Pastoral Notes for Sunday, February 22, 2026

Dear Cornerstone Family,

Today is the first Sunday of the six-week season in the church calendar known as Lent.

The word Lent comes from the Anglo-Saxon term for “length.” It’s a term commonly used for springtime when the day light lengthens and the days grow longer. This is why the season of Lent begins in the shorter days of winter when it’s cold and dreary but ends when the daylight has increased and the signs of spring are everywhere.

The move from cold and dark to warm and light is the spiritual story Lent tells. The emptiness and deadness of winter eventually giving way to the fullness and life of spring is a creational picture of the cross-to-empty-tomb story. The season of Lent trudges through the wintertime of the cross, full of pain and death, unto the skip-in-your-step springtime of the resurrection, charged with healing and hope. 

As Christ followers, our lives are shaped by this story, for this story is the story. It is the true story of the world. And we, creatures recreated in Christ, we live the Christ story day by day, ordering each moment by our Savior’s footsteps (2 Corinthians 5:17).

Imagine your whole life as trailing Jesus Christ. He cut the trail having gone on ahead of you in the cross, resurrection, and the ascension. But now he’s come back to be with you by the Spirit and walk the whole way with you. Every moment he speaks to you by his Word. Assuring you of his presence and love. Warning you of danger. Encouraging you forward on the path. Showing you where he stepped.
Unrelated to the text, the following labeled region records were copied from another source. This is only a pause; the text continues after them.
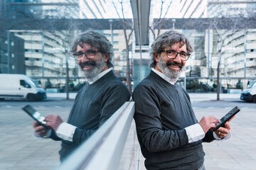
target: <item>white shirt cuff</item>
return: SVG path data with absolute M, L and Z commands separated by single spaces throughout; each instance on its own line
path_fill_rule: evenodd
M 229 140 L 230 139 L 231 139 L 231 133 L 230 132 L 229 132 L 228 133 L 227 135 L 225 135 L 225 137 L 224 137 L 223 138 L 219 138 L 217 135 L 213 132 L 213 137 L 216 140 L 219 140 L 219 141 L 225 141 L 225 140 Z
M 185 128 L 185 130 L 188 135 L 188 143 L 202 140 L 206 135 L 198 123 Z
M 36 132 L 36 131 L 34 131 L 34 136 L 36 137 L 38 137 L 38 138 L 49 138 L 51 135 L 51 133 L 52 133 L 52 130 L 49 130 L 46 135 L 43 137 L 39 135 L 37 132 Z
M 73 126 L 67 123 L 63 123 L 58 128 L 56 134 L 57 136 L 61 139 L 73 142 L 73 137 L 74 135 L 75 129 L 75 126 Z

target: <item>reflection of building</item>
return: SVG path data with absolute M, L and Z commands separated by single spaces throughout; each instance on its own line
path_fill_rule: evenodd
M 8 31 L 0 33 L 0 73 L 26 73 L 24 40 Z
M 239 14 L 247 17 L 256 13 L 255 1 L 210 1 L 208 5 L 208 17 L 234 18 Z M 235 22 L 235 21 L 234 21 Z M 232 33 L 233 32 L 233 33 Z M 211 70 L 216 70 L 218 60 L 216 31 L 213 34 L 212 66 Z M 223 77 L 252 78 L 256 76 L 256 31 L 255 29 L 238 30 L 230 28 L 229 31 L 221 30 L 219 35 L 224 39 L 221 49 L 220 76 Z M 228 36 L 227 36 L 228 35 Z M 214 38 L 214 37 L 215 38 Z M 212 72 L 213 76 L 216 72 Z
M 64 47 L 66 35 L 64 33 L 60 31 L 56 31 L 54 33 L 42 33 L 40 30 L 13 31 L 16 36 L 25 40 L 25 57 L 28 76 L 61 76 L 65 75 Z M 74 68 L 74 64 L 73 65 Z

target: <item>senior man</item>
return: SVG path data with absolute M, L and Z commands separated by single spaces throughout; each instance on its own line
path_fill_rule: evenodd
M 58 115 L 50 115 L 45 121 L 50 130 L 37 122 L 33 124 L 39 136 L 62 141 L 60 161 L 130 98 L 127 86 L 113 73 L 113 51 L 112 45 L 102 34 L 95 30 L 80 34 L 71 52 L 88 84 L 78 93 L 67 123 Z
M 133 93 L 138 140 L 147 169 L 205 169 L 202 142 L 230 138 L 230 125 L 213 132 L 218 120 L 199 121 L 186 91 L 176 84 L 192 52 L 188 38 L 171 30 L 151 46 L 149 75 Z

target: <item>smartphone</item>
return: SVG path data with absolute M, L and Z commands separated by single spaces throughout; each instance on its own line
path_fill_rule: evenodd
M 44 121 L 45 117 L 39 113 L 35 108 L 30 105 L 26 105 L 22 108 L 22 109 L 26 112 L 30 116 L 36 120 L 40 125 L 43 125 L 45 128 L 48 129 L 46 125 L 46 122 Z
M 215 131 L 216 130 L 218 130 L 218 128 L 220 128 L 220 127 L 224 127 L 224 124 L 228 121 L 228 120 L 230 120 L 230 118 L 232 118 L 232 117 L 233 117 L 236 113 L 238 113 L 238 112 L 240 112 L 240 108 L 238 106 L 235 106 L 235 108 L 233 108 L 230 111 L 229 111 L 225 115 L 224 115 L 220 120 L 220 123 L 217 123 L 216 125 L 216 128 L 215 128 L 213 131 Z

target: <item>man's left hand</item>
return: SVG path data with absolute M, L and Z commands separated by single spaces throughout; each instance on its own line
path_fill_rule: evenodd
M 46 125 L 50 127 L 54 130 L 57 130 L 58 127 L 63 123 L 63 120 L 58 115 L 49 115 L 46 117 Z
M 219 138 L 223 138 L 224 137 L 225 137 L 230 130 L 230 125 L 228 122 L 226 122 L 224 125 L 225 127 L 220 127 L 215 131 L 215 133 Z

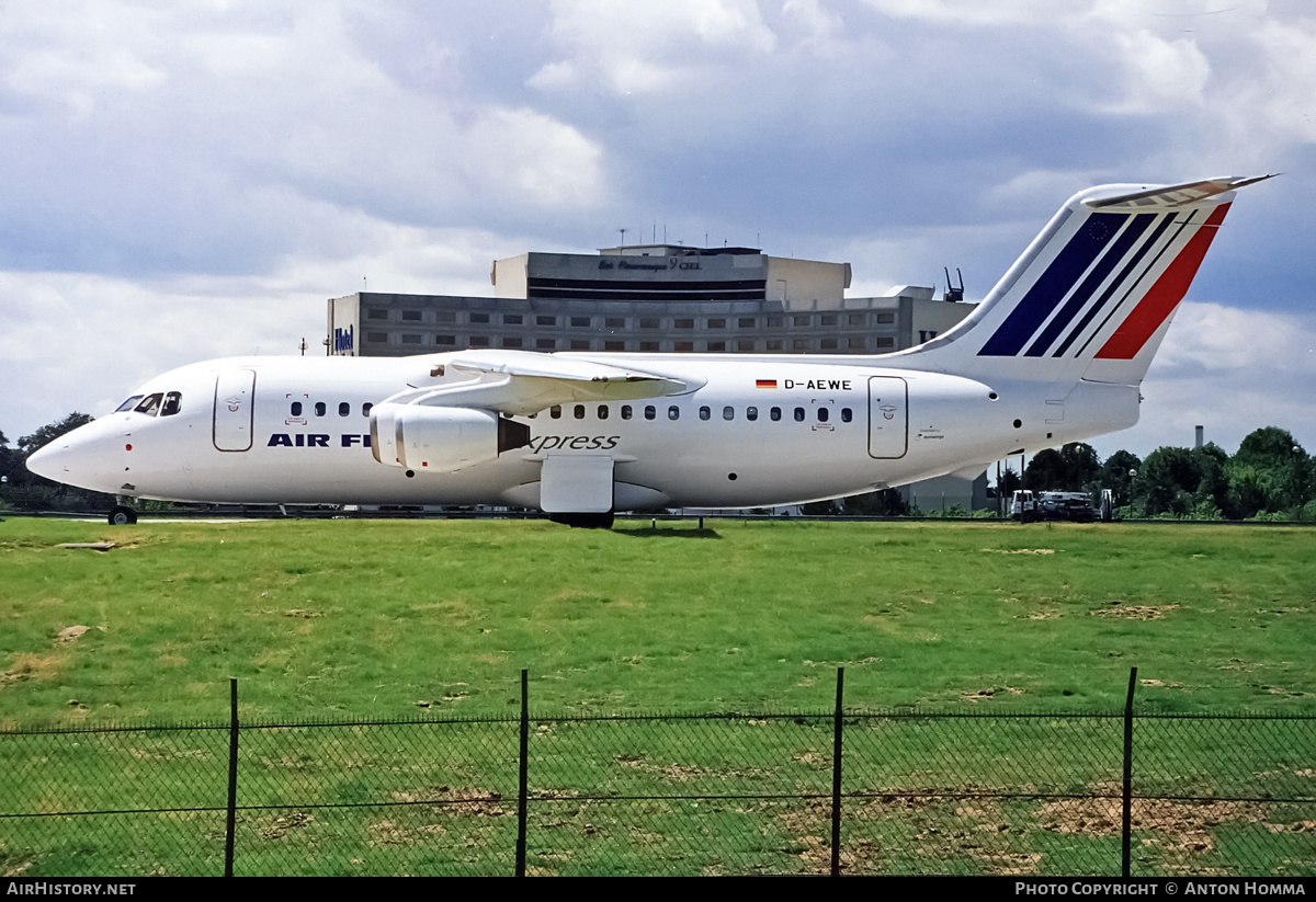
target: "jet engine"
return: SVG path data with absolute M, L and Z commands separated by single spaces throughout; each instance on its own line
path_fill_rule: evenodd
M 378 404 L 370 412 L 375 460 L 417 473 L 451 473 L 529 443 L 529 426 L 492 410 Z

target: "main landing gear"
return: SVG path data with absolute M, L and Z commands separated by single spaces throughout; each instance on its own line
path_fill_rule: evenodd
M 122 505 L 116 505 L 109 511 L 109 525 L 111 526 L 132 526 L 137 522 L 137 511 L 132 508 L 124 508 Z
M 554 523 L 566 523 L 567 526 L 574 526 L 576 529 L 612 529 L 612 511 L 608 511 L 607 514 L 549 514 L 549 519 Z
M 137 511 L 129 508 L 134 498 L 126 494 L 114 496 L 114 506 L 109 509 L 111 526 L 132 526 L 137 522 Z

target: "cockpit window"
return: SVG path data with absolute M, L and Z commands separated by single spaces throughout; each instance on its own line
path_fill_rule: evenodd
M 147 417 L 154 417 L 161 412 L 161 400 L 163 400 L 163 392 L 147 394 L 142 402 L 134 408 L 134 410 L 137 410 L 137 413 L 145 413 Z

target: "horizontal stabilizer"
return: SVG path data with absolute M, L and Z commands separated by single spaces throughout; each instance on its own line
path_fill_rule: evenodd
M 1196 204 L 1207 197 L 1215 197 L 1216 195 L 1223 195 L 1227 191 L 1234 191 L 1236 188 L 1242 188 L 1244 185 L 1255 184 L 1258 181 L 1265 181 L 1266 179 L 1274 179 L 1278 172 L 1271 175 L 1261 175 L 1253 179 L 1205 179 L 1203 181 L 1186 181 L 1180 185 L 1165 185 L 1159 188 L 1149 188 L 1146 191 L 1136 191 L 1129 195 L 1117 195 L 1115 197 L 1088 197 L 1084 202 L 1095 210 L 1130 210 L 1130 212 L 1154 212 L 1154 210 L 1169 210 L 1178 206 L 1184 206 L 1187 204 Z

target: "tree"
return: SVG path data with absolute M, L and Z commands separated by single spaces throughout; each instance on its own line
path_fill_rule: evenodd
M 1101 484 L 1098 488 L 1111 489 L 1116 506 L 1133 504 L 1133 475 L 1141 468 L 1142 462 L 1136 454 L 1120 448 L 1101 464 Z
M 1034 492 L 1084 492 L 1101 475 L 1101 460 L 1086 442 L 1071 442 L 1059 451 L 1044 448 L 1024 471 L 1024 488 Z
M 8 500 L 11 504 L 29 510 L 108 510 L 113 506 L 112 496 L 51 483 L 28 469 L 28 458 L 34 451 L 91 421 L 92 417 L 75 412 L 59 422 L 49 423 L 30 435 L 24 435 L 18 439 L 16 450 L 0 448 L 0 467 L 9 477 Z
M 33 451 L 50 444 L 64 433 L 71 433 L 79 426 L 86 426 L 92 419 L 93 417 L 89 417 L 86 413 L 74 412 L 67 417 L 64 417 L 63 419 L 61 419 L 58 423 L 50 423 L 49 426 L 42 426 L 32 435 L 24 435 L 21 439 L 18 439 L 18 450 L 22 451 L 24 460 L 26 460 L 28 455 L 32 454 Z
M 1312 497 L 1312 462 L 1287 430 L 1263 426 L 1238 446 L 1228 480 L 1240 517 L 1295 510 Z

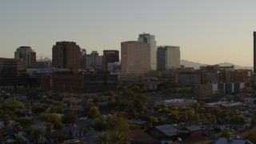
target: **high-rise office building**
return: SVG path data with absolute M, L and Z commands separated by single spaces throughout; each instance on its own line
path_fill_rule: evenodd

Guiding you by the pattern of his life.

As you listen and look to him, you begin to see the cross-to-resurrection story take hold in your life. As you recount your past, different bends in the trail, you interpret them according to your Savior’s story. As you encounter trials and joys, dark valleys and mountain tops, each turn is illumined by your Savior’s story. As you look ahead to the uncertainties that await in future legs of the journey, your imaginings are shaped by your Savior’s story.
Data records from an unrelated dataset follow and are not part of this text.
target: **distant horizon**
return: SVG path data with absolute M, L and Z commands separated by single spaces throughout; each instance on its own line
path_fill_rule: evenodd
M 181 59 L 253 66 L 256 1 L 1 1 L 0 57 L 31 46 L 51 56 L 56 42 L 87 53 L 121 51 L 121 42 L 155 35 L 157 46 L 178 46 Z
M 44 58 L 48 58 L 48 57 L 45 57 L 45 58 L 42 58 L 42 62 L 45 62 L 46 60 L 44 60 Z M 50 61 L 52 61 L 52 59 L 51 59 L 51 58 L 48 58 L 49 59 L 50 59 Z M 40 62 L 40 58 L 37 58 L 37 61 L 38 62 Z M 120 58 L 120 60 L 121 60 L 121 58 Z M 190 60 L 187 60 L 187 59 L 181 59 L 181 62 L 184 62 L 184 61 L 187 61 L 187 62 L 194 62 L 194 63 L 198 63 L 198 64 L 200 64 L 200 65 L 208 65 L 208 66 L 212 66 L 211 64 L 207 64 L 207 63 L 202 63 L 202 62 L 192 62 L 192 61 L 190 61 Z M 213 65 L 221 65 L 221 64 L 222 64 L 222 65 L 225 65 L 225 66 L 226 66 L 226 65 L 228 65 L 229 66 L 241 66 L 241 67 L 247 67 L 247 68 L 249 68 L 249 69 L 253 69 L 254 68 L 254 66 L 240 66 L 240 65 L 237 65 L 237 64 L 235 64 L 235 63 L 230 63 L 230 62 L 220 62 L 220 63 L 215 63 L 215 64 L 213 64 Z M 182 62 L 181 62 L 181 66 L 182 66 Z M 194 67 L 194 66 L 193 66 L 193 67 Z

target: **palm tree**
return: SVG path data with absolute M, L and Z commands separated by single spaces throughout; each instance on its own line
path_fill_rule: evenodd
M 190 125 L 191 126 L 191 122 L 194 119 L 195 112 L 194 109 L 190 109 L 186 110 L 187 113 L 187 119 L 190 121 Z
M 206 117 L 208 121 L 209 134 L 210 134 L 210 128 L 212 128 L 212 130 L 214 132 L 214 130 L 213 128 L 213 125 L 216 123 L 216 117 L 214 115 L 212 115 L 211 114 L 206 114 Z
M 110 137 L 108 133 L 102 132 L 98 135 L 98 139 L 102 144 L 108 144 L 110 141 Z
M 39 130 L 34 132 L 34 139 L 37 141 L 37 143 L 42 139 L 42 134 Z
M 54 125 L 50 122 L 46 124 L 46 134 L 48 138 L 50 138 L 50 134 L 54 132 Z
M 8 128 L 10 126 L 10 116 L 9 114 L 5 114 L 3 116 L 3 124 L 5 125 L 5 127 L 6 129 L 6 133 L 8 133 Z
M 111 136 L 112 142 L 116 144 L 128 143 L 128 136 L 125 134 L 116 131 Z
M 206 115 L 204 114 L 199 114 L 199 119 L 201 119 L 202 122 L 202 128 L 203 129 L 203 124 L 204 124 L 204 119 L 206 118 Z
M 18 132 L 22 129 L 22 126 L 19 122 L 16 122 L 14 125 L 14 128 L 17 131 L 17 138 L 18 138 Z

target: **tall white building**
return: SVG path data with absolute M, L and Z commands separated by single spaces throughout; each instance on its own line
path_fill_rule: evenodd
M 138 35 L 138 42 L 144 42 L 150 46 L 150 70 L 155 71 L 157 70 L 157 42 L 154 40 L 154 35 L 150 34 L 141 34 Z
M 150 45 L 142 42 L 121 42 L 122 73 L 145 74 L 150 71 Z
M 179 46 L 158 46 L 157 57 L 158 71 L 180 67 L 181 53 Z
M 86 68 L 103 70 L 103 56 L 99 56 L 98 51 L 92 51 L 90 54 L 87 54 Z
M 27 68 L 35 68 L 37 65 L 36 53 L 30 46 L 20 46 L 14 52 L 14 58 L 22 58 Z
In a word, you are learning to take up your cross daily and follow him (Matthew 16:24). You are learning to live by the strength and the surprising peace and joy of the resurrection Spirit who lives within you (Romans 8:11). You are experiencing more of what it means to be afflicted, persecuted, and struck down, but not crushed, despairing, or destroyed. You are carrying in our body the death of Jesus while increasingly the life of Jesus is manifested in you (2 Corinthians 4:8-12).

For you are learning to live life how it’s supposed to be lived––looking to Jesus, the author and perfector of your faith (Romans 12:2). When you start living that way even the crosses begin to feel a little lighter. For his yoke really is easy. His burden really is light (Matthew 11:28-29).